The inflating curvaton

TL;DR

This paper explores a novel inflationary scenario where the curvaton field drives a brief inflation phase before oscillating, offering solutions to the eta problem and making testable predictions for spectral index and non-Gaussianity.

Contribution

It introduces a new curvaton-driven inflation model that addresses the eta problem using string axions and predicts observable signatures for upcoming experiments.

Findings

Spectral index n can be explained with V∝φ^p, p=1 or 2.

Predicted running of the spectral index n' ≈ 0.0026 or 0.0013.

Non-Gaussianity parameter f_NL ≈ -1 may be detectable.

Abstract

The primordial curvature perturbation \zeta may be generated by some curvaton field \sigma, which is negligible during inflation and has more or less negligible interactions until it decays.

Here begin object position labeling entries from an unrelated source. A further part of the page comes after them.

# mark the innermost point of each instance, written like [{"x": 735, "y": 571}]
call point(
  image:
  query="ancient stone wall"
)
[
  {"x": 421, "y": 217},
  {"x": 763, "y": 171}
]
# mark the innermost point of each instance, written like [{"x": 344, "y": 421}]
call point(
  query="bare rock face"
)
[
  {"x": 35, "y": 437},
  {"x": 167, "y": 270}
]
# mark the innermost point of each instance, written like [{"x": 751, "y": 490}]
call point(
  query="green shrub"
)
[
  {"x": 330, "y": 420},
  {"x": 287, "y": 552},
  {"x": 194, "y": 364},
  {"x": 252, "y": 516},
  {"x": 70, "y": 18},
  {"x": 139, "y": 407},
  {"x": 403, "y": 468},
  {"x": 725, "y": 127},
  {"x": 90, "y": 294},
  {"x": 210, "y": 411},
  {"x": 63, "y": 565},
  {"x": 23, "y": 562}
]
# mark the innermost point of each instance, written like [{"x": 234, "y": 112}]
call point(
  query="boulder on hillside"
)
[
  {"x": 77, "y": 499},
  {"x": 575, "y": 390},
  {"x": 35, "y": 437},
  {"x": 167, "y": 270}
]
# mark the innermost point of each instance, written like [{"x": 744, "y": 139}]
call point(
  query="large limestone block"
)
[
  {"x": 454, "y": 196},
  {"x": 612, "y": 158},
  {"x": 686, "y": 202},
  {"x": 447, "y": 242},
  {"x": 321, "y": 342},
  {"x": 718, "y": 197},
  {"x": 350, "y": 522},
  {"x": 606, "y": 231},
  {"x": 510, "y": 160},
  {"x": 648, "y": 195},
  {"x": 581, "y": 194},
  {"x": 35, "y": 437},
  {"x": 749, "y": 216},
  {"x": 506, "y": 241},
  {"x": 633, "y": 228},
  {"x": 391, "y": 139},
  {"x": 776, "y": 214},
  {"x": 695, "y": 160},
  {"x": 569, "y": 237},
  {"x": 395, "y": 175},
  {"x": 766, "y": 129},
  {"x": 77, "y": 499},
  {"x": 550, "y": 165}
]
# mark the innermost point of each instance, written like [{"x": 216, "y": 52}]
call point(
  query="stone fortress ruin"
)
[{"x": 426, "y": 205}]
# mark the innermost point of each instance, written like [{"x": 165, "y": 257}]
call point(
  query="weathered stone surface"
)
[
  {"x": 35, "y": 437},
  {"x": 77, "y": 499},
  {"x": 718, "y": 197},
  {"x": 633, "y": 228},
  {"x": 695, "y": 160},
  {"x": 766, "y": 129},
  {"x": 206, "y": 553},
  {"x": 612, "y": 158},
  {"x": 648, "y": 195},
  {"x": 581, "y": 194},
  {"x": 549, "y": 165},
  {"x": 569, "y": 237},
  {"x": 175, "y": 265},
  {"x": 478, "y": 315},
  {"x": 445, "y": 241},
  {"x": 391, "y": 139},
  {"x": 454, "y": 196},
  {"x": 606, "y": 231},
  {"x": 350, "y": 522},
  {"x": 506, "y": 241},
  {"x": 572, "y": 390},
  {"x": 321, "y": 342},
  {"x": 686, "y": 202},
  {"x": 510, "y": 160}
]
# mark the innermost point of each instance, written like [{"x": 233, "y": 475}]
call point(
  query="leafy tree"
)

In the current scenario, the curvaton starts to oscillate while its energy density \rho_\sigma is negligible. We explore the opposite scenario, in which \rho_\sigma drives a few e-folds of inflation before the oscillation begins. In this scenario for generating \zeta it is exceptionally easy to solve the \eta problem; one just has to make the curvaton a string axion, with anomaly-mediated susy breaking which may soon be tested at the LHC. The observed spectral index n can be obtained with a potential V\propto \phi^p for the first inflation; p=1 or 2 is allowed by the current uncertainty in n but the improvement in accuracy promised by Planck may rule out p=1. The predictions include (i) running n'\simeq 0.0026 (0.0013) for p=1 (2) that will probably be observed, (ii) non-gaussianity parameter f_NL \sim -1 that may be observed, (iii) tensor fraction r is probably too small to ever observed.